Of course, in other kinds of pop media - movies, comic books, paperback novels - there was plenty of disrespect going on at the same time. That is part of the schizophrenic attitude we have always shown toward the American Indian, which is why the topic continues to fascinate me.
Drew:
Is the "Indian" vanishing from magazine pages and movies because of political correctness or is there simply a drop in relevancy and romanticism?
Michael:
The recent success of the science fiction movie Avatar demonstrated that our fascination with the mythology and iconography of the Indian is still hard-wired into our cultural consciousness, even if James Cameron's story had to be tweaked and re-packaged into a somewhat different form.

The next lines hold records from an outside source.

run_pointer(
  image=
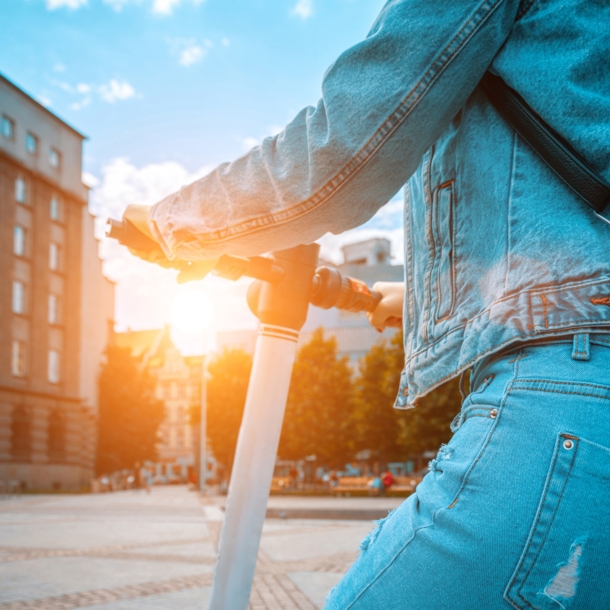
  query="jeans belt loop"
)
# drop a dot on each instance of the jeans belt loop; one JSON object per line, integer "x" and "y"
{"x": 582, "y": 347}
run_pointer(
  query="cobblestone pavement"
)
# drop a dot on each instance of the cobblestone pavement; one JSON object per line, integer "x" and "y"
{"x": 138, "y": 551}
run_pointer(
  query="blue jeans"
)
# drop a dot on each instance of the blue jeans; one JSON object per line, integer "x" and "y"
{"x": 516, "y": 508}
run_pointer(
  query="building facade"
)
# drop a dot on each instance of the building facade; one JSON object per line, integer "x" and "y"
{"x": 177, "y": 384}
{"x": 52, "y": 327}
{"x": 369, "y": 261}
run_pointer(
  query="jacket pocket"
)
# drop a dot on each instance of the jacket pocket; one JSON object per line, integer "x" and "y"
{"x": 565, "y": 562}
{"x": 443, "y": 283}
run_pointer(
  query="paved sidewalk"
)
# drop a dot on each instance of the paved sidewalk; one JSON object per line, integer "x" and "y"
{"x": 138, "y": 551}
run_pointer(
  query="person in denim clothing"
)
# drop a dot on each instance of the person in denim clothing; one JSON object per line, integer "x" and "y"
{"x": 507, "y": 274}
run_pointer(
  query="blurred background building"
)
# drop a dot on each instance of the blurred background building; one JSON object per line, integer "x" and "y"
{"x": 56, "y": 306}
{"x": 178, "y": 385}
{"x": 369, "y": 261}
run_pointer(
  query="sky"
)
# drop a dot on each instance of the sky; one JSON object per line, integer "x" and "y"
{"x": 165, "y": 90}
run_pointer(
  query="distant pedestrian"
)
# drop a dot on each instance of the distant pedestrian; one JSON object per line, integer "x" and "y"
{"x": 388, "y": 480}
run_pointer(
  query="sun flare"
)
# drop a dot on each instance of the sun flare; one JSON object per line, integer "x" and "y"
{"x": 192, "y": 311}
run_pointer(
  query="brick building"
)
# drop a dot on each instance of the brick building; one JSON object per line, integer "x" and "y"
{"x": 178, "y": 385}
{"x": 56, "y": 306}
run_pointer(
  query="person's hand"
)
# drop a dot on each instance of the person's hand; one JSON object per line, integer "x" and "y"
{"x": 138, "y": 216}
{"x": 388, "y": 312}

Although the eight-foot-tall blue-skinned native people in Avatar were technically aliens, beneath the surface they functioned exactly as the Indian cultures did in such other hit films as Last of the Mohicans, Dances with Wolves (which won six major Oscars back in 1990) and the Disney version of Pocahontas, all of which "donated" major plot elements and characters to Avatar (as many critics pointed out at the time of its release). And most important of all was that the story in Avatar allowed a new generation of moviegoers to see a revamped, re-imagined dramatization of what the United States military (and by extension, our government) wrought upon the original Indian nations during the 19th Century.
The attacks by the heavily armed forces of the pitiless soldiers in Avatar were horrifying to witness, just as their ultimate defeat by the combined forces of the native tribes and Mother Nature was totally exhilarating. By that point, the audience fully identified with the "aliens," rejecting the brutish instincts and violent natures of the white military forces. Hence, the final shot in the movie was one of the most emotionally satisfying I can recall. That said, we aren't likely to see the Western return to its former prominence in pop culture again, in my opinion. But every now and then it can still make its presence felt, thank goodness. Those lessons are ones we should not forget.
Drew:
You mentioned pitching them for a book idea or at least an article but what is your true ambition for them?
Michael:
Sharing them as widely as possible with others who might be interested is my main ambition, I suppose. And you could say that about all of my books about different aspects of American popular culture. They all contain lessons to be learned about our past, using materials that conventional histories largely bypass.